Upon arrival, I am checked in by a man at a table and given the book I will be reading.
It’s titled Grumpy Monkey.
My lips quirk as I flip through the book, admittedly knowing why Chloe chose this one for me to read.
“You’re here.” I turn to find my mother approaching.
“Yes. And ready to read a book about a monkey having a bad day.”
It’s not relatable at all. I’m having a great day.
I got a blow job from Chloe, then Fred signed off on the letter of intent to sell Voltaire to SCM.
She smiles and takes the book from me.
“I’d say Chloe knows you well. But then I’m not certain if this book fits you as of late.” She hands it back to me. “Something’s different about you.”
The implication is I’ve changed since dating Chloe. Fake dating her. My mother doesn’t know that it’s not real.
“Oh? I don’t think so.”
“Chloe’s good for you. She softens your edges.” She smiles.
I nod, and start flipping through the pages of the book. There’s no use trying to deny it. She’s right. Spending time with Chloe has made me realize what I’ve been missing out on and think about the man I want to be. Whether it’s taking time to understand each other, or not letting work take over my life. By getting to know Chloe, and seeing her perspective, I have discovered I can do better. I want to do better.
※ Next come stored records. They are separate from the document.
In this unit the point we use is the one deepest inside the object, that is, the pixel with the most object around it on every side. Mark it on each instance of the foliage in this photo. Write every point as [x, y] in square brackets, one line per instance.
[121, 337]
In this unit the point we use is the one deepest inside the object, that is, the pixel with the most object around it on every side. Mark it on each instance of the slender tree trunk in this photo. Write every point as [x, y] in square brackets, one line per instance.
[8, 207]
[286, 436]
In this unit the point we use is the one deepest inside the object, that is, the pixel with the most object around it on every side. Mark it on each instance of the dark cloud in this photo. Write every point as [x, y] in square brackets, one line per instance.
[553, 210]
I’m never going to be easygoing, but that’s not what Chloe needs. She needs someone to challenge her, encourage her, push her to be even more amazing than she already is. I want to be that guy. But is that what she wants?
Before Chloe, I was fine with working every second of the day, but I want other things now. With her.
She’s across the room, helping set up the story time for L J Bowan, a famous children’s fantasy book author that my mother introduced me to earlier.
The room is packed full of kids and their parents.
I have no issues with public speaking. I’ve done it so many times in my life that it’s second nature. Business meetings, award galas, keynote addresses, but reading a children’s book in this intimate setting is suddenly making me sweat.
It’s not the kids or the camera that have me worked up. It’s that I want to impress Chloe. If the entire crowd clears out when I get up there, I’ll feel like an idiot.
“I’m a lucky man,” I finally respond, ignoring the knots in my stomach.
She nods. “And how’s everything going with Fred?” Our eyes connect and her eyebrows lift. She’s never asked about deals before, but then again none have been this important to me.
“It’s almost done.” I think back to earlier this week and Chloe’s nail debacle. While seeing Chloe naked and making her come have been the benefits of her manicure from Frankie, those nails were ridiculous and they’re something we’ll be laughing about for years to come.
Years to come. My brain is on a runaway train with thoughts and images of life with Chloe.
I swallow hard.
“I’m happy for you, Barrett.” My mother squeezes my arm. “And proud. I know that’s what you’ve been working hard for.”
“Thank you.”
“And I know your father would have been proud, too.”
I nod. That means a lot. It’s the reason why I’ve been working so hard all these years to put SCM on top. To honor my father’s legacy. I’m realizing that I want a legacy of my own. It has nothing to do with business and everything to do with Chloe.
CHAPTER 24
Chloe
The only thing sexier than a man reading a book is a man reading a book to a child. A sweet little redhead toddled up to Barrett and plopped herself down in his lap during his story time reading. He glanced down at her for a moment, shifted the book to keep it in the camera frame and continued on. How the hell am I supposed to resist that? It’s not possible. I don’t even want to try.
I’m so entranced with Barrett’s story time delivery that I barely notice Emma approach.
“He must have a thing for redheads,” she says, her gaze on Barrett and the little girl.
“I really like him,” I gush. I’m a cartoon character with hearts for eyes. “Like a lot.”
She laughs. “He’s your boyfriend, that’s normal.”
“Right.” I nod, because while Barrett and I have been getting to know each other the past few weeks, to the outside world we’re already a done deal. Feelings revealed, everything sorted, when in fact nothing is obvious, except for the fact that if we don’t have sex soon, I’m going to spontaneously combust.